3. Retrieve Memory Records

  • Purpose: Search memory records using queries
  • Requirements: Namespace path and search query
  • Configuration: Result limit (1-50)
  • Note: Replace {actorId} and {sessionId} placeholders with actual values

API Structure

The application uses two main AWS service clients:

Control Plane APIs (bedrock-agentcore-control)
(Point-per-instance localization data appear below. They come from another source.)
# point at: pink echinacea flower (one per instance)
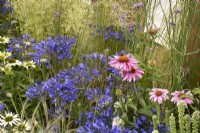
(182, 96)
(159, 95)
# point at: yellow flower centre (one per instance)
(159, 93)
(132, 70)
(8, 118)
(123, 58)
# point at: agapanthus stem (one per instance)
(172, 124)
(167, 113)
(195, 121)
(70, 109)
(155, 122)
(181, 110)
(187, 123)
(158, 110)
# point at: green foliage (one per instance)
(172, 124)
(195, 122)
(181, 111)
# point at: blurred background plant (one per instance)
(59, 59)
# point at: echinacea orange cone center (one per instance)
(132, 70)
(159, 93)
(123, 58)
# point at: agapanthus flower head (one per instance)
(159, 95)
(4, 40)
(9, 119)
(123, 62)
(117, 121)
(22, 127)
(182, 96)
(138, 6)
(133, 74)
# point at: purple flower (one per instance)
(115, 7)
(2, 107)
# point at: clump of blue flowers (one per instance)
(20, 46)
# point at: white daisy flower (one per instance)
(13, 62)
(4, 40)
(22, 127)
(28, 64)
(9, 119)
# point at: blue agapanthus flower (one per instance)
(59, 89)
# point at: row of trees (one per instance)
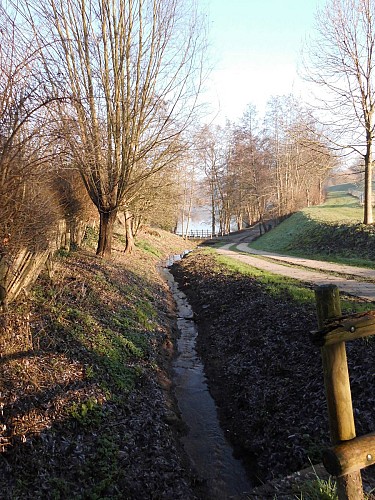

  • list_memories(): Get all memory resources
  • get_memory(memory_id): Get detailed memory information

Data Plane APIs (bedrock-agentcore)

  • list_events(): List events for a memory
  • list_memory_records(): List memory records by namespace
  • retrieve_memory_records(): Search memory records with queries

Configuration

AWS Credentials

Ensure your AWS credentials are configured via:

  • AWS CLI: aws configure
  • Environment variables: AWS_ACCESS_KEY_ID, AWS_SECRET_ACCESS_KEY
  • IAM roles (if running on EC2)

Region

The application uses your default AWS region. Set it with:

export AWS_DEFAULT_REGION=us-east-1

Development

Project Structure

agentcore-memory-browser/
├── backend.py                   # FastAPI backend application
├── main.py                      # Application runner
├── templates/
│   └── index.html              # Main web interface
├── static/
│   ├── css/
│   │   └── styles.css          # Custom styling
│   └── js/
│       └── app.js              # JavaScript application logic
├── pyproject.toml              # Dependencies and configuration
└── README.md                   # This file

Dependencies

  • fastapi: Modern web framework for building APIs
  • uvicorn: ASGI server for FastAPI
  • jinja2: Templating engine for HTML rendering
  • boto3: AWS SDK for Python
  • python-multipart: For handling form data

API Endpoints

  • GET /: Main web interface
  • GET /api/health: Health check
  • GET /api/memories: List all memories
  • GET /api/memories/{id}: Get memory details
  • GET /api/memories/{id}/events: List memory events
  • GET /api/memories/{id}/records: List memory records
  • POST /api/memories/{id}/retrieve: Retrieve memory records with query

Troubleshooting

Common Issues

  1. No memories found: Verify AWS credentials and permissions for AgentCore services
  2. Region errors: Ensure you're in the correct AWS region where AgentCore Memory is configured
  3. Permission denied: Check IAM permissions for AgentCore services
  4. Validation errors: Replace placeholder values ({actorId}, {sessionId}) with actual values in namespace fields
  5. Connection errors: Verify network connectivity to AWS
  6. Port already in use: Change the port in main.py if 8000 is occupied

Debug Mode

View server logs in the terminal when running the application. FastAPI provides detailed error messages and request logging.

License

This project is licensed under the MIT License.